The Tel Aviv University team measured physiological parameters with smart sensors to determine vaccine safety objectively. The researchers explained that in the majority of vaccine clinical trials, including COVID-19 vaccines, side effects are predominantly collated through participants’ subjective reports, which can cause inaccurate and biased results. However, the team could obtain unambiguous physiological data by implementing sensors attached to the participant’s bodies.
The study, published in Communications Medicine, was led by Dr Yftach Gepner of the Department of Epidemiology and Preventive Medicine at TAU’s Sackler Faculty of Medicine and collaborators Dr Dan Yamin and Dr Erez Shmueli from TAU’s Fleischman Faculty of Engineering.
Dr Gepner commented: “In most methods used today, clinical trials designed to evaluate the safety of a new drug or vaccine employ self-report questionnaires, asking participants how they feel before and after receiving the treatment. This is clearly a totally subjective report. Even when Pfizer and Moderna developed their vaccines for the new COVID-19 virus, they used self-reports to prove their safety.”
Testing smart sensor performance
The team conducted their investigation during a period when most Israelis had received two doses of the COVID-19 vaccine. The researchers equipped the study participants with cutting-edge, FDA-approved sensors developed by the Israeli company Biobeat.
The smart sensors were attached to the participants’ chests, where they monitored physiological reactions from one day prior to three days after receiving the vaccine. The sensors measured 13 physiological parameters: heart rate, breathing rate, saturation (blood oxygen levels), heartbeat volume, temperature, cardiac output, and blood pressure.

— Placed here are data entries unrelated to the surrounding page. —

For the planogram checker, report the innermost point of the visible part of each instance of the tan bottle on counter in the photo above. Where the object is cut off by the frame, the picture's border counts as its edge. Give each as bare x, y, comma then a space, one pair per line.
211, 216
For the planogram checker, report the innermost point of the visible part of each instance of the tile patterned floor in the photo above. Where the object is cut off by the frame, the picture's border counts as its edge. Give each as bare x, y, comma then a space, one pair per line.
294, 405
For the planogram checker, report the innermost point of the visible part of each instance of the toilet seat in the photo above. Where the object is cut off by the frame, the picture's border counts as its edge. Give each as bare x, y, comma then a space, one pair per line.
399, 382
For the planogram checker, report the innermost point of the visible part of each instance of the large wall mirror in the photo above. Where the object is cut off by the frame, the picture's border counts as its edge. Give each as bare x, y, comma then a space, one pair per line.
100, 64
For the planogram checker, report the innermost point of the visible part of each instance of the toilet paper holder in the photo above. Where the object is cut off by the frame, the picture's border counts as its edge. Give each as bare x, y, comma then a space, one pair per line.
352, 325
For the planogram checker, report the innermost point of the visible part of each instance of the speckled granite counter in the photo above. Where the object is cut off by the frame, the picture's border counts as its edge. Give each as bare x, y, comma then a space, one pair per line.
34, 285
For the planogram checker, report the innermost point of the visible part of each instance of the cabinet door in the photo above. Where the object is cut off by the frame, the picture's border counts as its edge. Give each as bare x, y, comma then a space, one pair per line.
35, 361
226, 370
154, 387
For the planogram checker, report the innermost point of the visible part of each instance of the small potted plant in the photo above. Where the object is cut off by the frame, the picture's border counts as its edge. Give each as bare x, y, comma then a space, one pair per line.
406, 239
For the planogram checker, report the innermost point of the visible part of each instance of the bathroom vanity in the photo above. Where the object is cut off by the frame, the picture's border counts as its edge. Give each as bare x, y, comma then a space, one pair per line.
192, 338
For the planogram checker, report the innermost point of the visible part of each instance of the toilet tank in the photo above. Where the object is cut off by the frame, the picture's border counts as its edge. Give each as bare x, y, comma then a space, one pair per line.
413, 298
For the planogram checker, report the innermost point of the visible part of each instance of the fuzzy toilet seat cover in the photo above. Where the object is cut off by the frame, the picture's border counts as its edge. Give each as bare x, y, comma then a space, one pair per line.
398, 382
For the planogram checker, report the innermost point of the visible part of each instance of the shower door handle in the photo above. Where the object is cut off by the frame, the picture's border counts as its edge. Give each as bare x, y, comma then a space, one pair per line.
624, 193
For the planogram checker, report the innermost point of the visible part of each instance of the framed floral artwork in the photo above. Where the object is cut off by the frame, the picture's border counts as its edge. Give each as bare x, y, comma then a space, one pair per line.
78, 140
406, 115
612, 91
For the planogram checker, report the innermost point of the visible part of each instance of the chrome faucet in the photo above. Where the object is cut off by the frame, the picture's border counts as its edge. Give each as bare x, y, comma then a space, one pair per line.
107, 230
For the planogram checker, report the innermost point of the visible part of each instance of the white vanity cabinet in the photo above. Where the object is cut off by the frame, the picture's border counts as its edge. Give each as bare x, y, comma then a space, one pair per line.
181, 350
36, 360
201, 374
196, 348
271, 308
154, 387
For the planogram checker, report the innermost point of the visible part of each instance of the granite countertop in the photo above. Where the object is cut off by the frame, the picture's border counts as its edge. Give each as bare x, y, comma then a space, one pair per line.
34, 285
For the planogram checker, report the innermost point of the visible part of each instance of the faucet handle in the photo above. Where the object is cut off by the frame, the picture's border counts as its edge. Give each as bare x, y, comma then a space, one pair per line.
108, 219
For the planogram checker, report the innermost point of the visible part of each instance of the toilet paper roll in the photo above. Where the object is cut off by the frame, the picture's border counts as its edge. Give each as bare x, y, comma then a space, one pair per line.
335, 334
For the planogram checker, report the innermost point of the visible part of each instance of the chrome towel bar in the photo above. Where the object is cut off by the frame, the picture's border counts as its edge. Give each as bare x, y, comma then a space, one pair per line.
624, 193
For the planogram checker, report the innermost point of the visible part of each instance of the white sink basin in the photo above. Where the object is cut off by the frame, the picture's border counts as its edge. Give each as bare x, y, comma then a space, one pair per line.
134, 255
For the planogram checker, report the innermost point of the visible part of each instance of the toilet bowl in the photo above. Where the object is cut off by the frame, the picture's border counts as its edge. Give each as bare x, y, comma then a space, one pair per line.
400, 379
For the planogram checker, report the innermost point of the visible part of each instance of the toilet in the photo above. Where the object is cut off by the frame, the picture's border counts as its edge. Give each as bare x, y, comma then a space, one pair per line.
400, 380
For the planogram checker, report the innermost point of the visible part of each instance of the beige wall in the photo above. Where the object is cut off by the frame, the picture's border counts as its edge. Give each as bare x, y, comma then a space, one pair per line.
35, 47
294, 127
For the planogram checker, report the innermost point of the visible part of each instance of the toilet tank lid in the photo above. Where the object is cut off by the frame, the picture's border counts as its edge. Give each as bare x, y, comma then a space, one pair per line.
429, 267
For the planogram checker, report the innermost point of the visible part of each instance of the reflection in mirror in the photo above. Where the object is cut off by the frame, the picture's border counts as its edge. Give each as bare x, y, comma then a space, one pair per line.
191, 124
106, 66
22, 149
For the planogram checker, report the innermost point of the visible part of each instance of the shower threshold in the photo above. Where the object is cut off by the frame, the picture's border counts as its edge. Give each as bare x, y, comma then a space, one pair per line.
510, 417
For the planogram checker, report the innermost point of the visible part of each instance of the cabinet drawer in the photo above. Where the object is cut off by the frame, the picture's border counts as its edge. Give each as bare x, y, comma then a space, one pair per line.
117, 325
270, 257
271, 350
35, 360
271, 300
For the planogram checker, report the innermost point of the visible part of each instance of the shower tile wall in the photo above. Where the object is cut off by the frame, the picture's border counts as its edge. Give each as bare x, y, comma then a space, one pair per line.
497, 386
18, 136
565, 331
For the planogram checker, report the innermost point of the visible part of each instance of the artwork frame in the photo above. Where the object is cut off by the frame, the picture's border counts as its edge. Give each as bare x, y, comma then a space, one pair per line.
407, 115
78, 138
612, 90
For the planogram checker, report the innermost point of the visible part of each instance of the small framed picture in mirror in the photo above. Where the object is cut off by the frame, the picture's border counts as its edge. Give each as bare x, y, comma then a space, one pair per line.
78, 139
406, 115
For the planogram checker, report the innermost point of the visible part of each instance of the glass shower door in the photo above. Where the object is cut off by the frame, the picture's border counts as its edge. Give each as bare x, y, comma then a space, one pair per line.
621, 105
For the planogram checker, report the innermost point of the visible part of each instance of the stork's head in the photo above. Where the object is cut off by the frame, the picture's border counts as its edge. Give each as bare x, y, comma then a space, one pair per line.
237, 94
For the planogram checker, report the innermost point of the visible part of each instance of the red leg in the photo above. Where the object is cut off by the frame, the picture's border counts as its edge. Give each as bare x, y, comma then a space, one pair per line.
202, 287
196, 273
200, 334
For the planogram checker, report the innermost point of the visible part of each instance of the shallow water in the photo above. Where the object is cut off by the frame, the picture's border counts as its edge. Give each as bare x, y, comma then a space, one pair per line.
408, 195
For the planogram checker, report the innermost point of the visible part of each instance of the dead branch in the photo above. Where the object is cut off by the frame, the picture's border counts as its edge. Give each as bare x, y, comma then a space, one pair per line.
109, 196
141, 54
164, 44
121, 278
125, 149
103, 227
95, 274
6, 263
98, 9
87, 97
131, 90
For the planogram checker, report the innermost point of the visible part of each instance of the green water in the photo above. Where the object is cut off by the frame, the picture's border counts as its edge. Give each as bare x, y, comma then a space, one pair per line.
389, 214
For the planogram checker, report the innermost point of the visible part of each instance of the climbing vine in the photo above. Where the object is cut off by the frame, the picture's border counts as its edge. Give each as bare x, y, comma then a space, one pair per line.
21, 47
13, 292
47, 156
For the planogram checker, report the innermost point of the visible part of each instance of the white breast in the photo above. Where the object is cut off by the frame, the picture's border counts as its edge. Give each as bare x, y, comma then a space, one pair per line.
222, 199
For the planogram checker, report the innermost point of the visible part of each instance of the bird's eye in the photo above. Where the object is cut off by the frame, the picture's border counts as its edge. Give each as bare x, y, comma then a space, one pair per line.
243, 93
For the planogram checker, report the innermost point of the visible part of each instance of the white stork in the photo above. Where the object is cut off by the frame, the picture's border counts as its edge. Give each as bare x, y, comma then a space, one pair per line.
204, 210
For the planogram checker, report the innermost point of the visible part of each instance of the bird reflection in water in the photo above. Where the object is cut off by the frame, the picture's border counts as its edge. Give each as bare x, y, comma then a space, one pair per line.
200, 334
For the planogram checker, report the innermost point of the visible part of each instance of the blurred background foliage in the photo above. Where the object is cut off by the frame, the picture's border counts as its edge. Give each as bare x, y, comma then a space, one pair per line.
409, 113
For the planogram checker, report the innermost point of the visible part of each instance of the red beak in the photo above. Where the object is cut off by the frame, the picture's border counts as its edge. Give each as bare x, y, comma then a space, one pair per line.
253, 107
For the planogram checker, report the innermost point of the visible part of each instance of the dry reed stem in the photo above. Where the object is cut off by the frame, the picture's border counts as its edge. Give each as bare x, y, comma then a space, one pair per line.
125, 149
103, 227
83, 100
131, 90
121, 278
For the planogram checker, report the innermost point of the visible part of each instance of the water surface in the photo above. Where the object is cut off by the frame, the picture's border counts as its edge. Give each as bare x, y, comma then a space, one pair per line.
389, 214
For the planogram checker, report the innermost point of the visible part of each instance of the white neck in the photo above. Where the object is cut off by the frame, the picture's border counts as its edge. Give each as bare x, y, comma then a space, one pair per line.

How well did they assess vaccine safety?
The researchers discovered some interesting results about perceived vaccine safety, identifying a substantial variation between self-reports about side effects and actual measurements. The team found that significant changes were displayed following vaccination for nearly all of the objective measures, even for subjects who reported not having any reaction to the vaccine. Moreover, the results highlighted that vaccine side effects escalate in the first 48 hours, and then parameters return to their baseline level.
Dr Gepner concluded: “The message from our study is clear. In 2022 the time has come to conduct continual, sensitive, objective testing of the safety of new vaccines and therapies. There is no reason to rely on self-reports or wait for the occurrence of rare side effects like myocarditis, an inflammation of the heart muscle, which occurs in one of 10,000 patients. Preliminary signs that predict such conditions can be detected with advanced sensors, identifying normal vs extreme alterations in physiological parameters and any risk of inflammation.
“Today, trial participants are invited to the clinic for blood pressure testing, but often their blood pressure rises just because the situation is stressful. Continual monitoring at home solves these problems with simple, convenient, inexpensive, and accurate means. This is the kind of medicine we should strive for in 2022.”